Mas é importante que se entenda que para além desse processo de se tornar um, é fundamental que a mãe saiba que ela e o filho são dois. O que importa é o que f**a quando tudo se vai, quando o filho deixa de necessitar tanto da mãe, quando essa pode ser dispensável na vida do mesmo.
Aí está o laço, o reencontro com o corpo de mulher. Ana Suy nos diz que "um filho precisa se salvar das garras desse amor gostoso chamado mãe". E a mãe precisa retomar sua vida para além do maternar. Precisa saber que filho não é posse, pelo contrário, filho é filho, mãe é mãe e é mulher também.

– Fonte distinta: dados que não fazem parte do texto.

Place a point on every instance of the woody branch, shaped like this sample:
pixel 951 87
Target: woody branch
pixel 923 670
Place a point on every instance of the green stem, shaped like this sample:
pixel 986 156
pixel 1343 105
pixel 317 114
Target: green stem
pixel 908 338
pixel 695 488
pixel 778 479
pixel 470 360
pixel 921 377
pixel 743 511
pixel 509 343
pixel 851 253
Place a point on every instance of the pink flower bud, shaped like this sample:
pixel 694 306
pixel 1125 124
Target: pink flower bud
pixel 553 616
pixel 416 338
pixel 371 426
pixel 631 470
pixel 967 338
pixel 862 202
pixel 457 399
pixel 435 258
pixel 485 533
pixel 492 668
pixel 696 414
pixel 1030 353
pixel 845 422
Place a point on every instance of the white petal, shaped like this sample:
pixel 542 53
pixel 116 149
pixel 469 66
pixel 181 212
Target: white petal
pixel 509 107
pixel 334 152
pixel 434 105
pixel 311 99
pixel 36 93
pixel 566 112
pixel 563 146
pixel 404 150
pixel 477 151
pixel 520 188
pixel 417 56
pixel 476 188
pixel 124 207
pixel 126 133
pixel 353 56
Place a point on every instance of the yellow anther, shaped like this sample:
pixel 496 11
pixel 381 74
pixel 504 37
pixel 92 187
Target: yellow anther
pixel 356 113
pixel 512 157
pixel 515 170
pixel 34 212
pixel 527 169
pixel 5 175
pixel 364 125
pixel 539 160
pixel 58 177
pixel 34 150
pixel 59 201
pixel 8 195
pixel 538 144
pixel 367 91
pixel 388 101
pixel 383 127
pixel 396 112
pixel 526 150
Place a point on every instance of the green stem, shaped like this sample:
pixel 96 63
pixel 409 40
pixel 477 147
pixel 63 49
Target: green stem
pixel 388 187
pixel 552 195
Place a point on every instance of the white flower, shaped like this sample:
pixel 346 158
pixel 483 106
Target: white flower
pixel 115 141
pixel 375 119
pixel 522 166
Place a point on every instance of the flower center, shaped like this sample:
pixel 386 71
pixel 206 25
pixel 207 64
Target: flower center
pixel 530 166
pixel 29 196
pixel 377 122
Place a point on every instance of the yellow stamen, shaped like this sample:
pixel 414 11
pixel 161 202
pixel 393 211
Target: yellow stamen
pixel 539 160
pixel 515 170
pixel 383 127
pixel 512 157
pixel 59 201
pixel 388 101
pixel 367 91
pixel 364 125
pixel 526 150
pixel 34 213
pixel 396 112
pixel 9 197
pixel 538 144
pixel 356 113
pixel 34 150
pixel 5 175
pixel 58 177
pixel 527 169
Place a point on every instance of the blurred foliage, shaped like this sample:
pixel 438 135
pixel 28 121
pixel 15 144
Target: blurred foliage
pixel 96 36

Ser dispensável não é ser substituível e mesmo com tanta culpa, a maioria (não toda) ainda é nomeada como a melhor mãe do mundo. Façamos jus a esse papel, sejamos melhores mães, melhores mulheres, para os filhos e para nós.
Um feliz dia para as mulheres-mães, para os filhos dessas mães e para aqueles que ocupam esse espaço vivendo essa bela e complexa arte.